Kamiński reaguje na słowa Sienkiewicza i żąda przeprosin. "Niedopuszczalne"
Gorąco po słowach Bartłomieja Sienkiewicza. Po tym jak były minister spraw wewnętrznych w rządzie PO-PSL powiedział w "Kropce nad i" o "zabijaniu ludzi" przez policjantów, Komendant Główny Policji zażądał przeprosin. Domaga się ich również minister Mariusz Kamiński. - Niedopuszczalne jest obrażanie polskich policjantów - napisał na Twitterze.
09.09.2021 13:35
Minister Spraw Wewnętrznych i Administracji Mariusz Kamiński nie pozostawił bez odpowiedzi niedawnych słów Bartłomieja Sienkiewicza. Były minister spraw wewnętrznych w rządzie PO-PSL w bardzo ostrych słowach wypowiedział się na temat policji w programie "Kropka nad i" w TVN24.
Kamiński krytycznie o słowach Sienkiewicza
- Niedopuszczalne jest obrażanie polskich policjantów i sugerowanie przez byłego ministra spraw wewnętrznych, że polska policja "zabija ludzi" - napisał na Twitterze Mariusz Kamiński.
- Jednoznacznie popieram żądanie przeprosin i zadośćuczynienia na rzecz Fundacji Pomocy Wdowom i Sierotom po Poległych Policjantach - dodał.
Szef MSWiA udostępnił też oświadczenie Komendanta Głównego Policji. Poinformował on skierowaniu przeciw byłemu ministrowi spraw wewnętrznych pozwu cywilnego za naruszenie dobrego imienia policji z żądaniem przeprosin i zapłaty 100 tysięcy złotych na wskazany cel społeczny dla Fundacji Pomocy Wdowom i Sierotom po Poległych Policjantach.

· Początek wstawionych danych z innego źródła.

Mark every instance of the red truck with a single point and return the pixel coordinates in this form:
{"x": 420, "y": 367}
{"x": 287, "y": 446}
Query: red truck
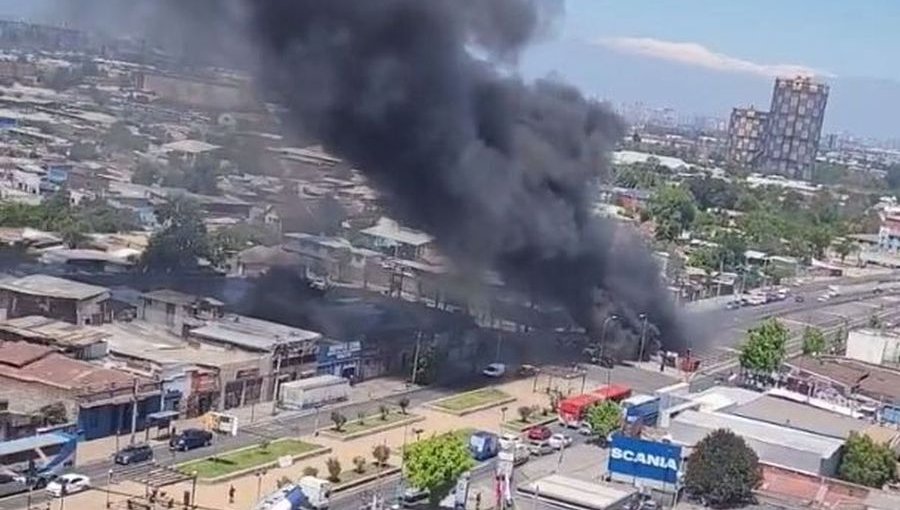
{"x": 614, "y": 392}
{"x": 571, "y": 411}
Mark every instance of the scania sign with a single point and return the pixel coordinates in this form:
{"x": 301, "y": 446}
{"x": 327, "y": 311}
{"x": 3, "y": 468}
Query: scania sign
{"x": 648, "y": 460}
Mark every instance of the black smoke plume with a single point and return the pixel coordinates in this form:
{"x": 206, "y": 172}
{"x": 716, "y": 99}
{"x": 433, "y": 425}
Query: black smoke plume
{"x": 421, "y": 96}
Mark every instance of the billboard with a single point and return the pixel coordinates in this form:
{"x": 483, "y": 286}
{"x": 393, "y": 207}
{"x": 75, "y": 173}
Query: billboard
{"x": 645, "y": 460}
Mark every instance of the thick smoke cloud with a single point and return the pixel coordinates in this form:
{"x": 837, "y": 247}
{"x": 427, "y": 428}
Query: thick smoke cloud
{"x": 418, "y": 94}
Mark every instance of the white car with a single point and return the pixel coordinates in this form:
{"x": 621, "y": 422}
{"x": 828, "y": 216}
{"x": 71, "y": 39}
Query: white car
{"x": 559, "y": 441}
{"x": 68, "y": 484}
{"x": 509, "y": 441}
{"x": 495, "y": 370}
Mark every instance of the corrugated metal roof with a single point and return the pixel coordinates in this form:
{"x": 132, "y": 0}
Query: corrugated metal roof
{"x": 759, "y": 431}
{"x": 44, "y": 285}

Sienkiewicz: Nie dam się zastraszyć
Do zapowiedzi Komendanta Głównego Policji odniósł się na Twitterze Bartłomiej Sienkiewicz.
- Zaczyna się zastraszanie. Nie dam się zastraszyć przez kogoś, kto nie powinien pełnić ani dnia dłużej swojej funkcji w zw. z tym co się dzieje w policji. O ile w ogóle to jest jego pomysł, a nie politycznych przełożonych z PiS - napisał na Twitterze poseł Platformy Obywatelskiej.
Co powiedział Bartłomiej Sienkiewicz?
We wtorek 7 września Bartłomiej Sienkiewicz był gościem Moniki Olejnik w "Kropce nad i". Tematem były działania policji z Wrocławia. Tamtejsza "Gazeta Wyborcza" opisała przypadki dwóch zgonów, które miały miejsce podczas policyjnych interwencji.
- Dwa z tych przypadków są szczególnie przykre, bo to rodziny wezwały policję po pomoc, żeby uspokoić ludzi, którzy byli w bardzo złym stanie i istniało ryzyko, że zrobią sobie coś złego. W efekcie wezwań rodzin, policja tych ludzi zabiła. Trudno o większą tragedię. Prosi się państwo o pomoc, żeby uratowało człowieka, po czym przyjeżdżają ludzie, którzy nie tylko go nie ratują, ale zabijają - mówił polityk w programie.
- Policja ma obowiązek dbać również o osoby, które są podejrzewane o przestępstwo. Nie może dopuścić, by stała im się krzywda, bo oni mają być zdrowi przed sądem. Tymczasem mamy w tej chwili sytuację taką, w której policja zaczyna zabijać ludzi - dodawał Bartłomiej Sienkiewicz.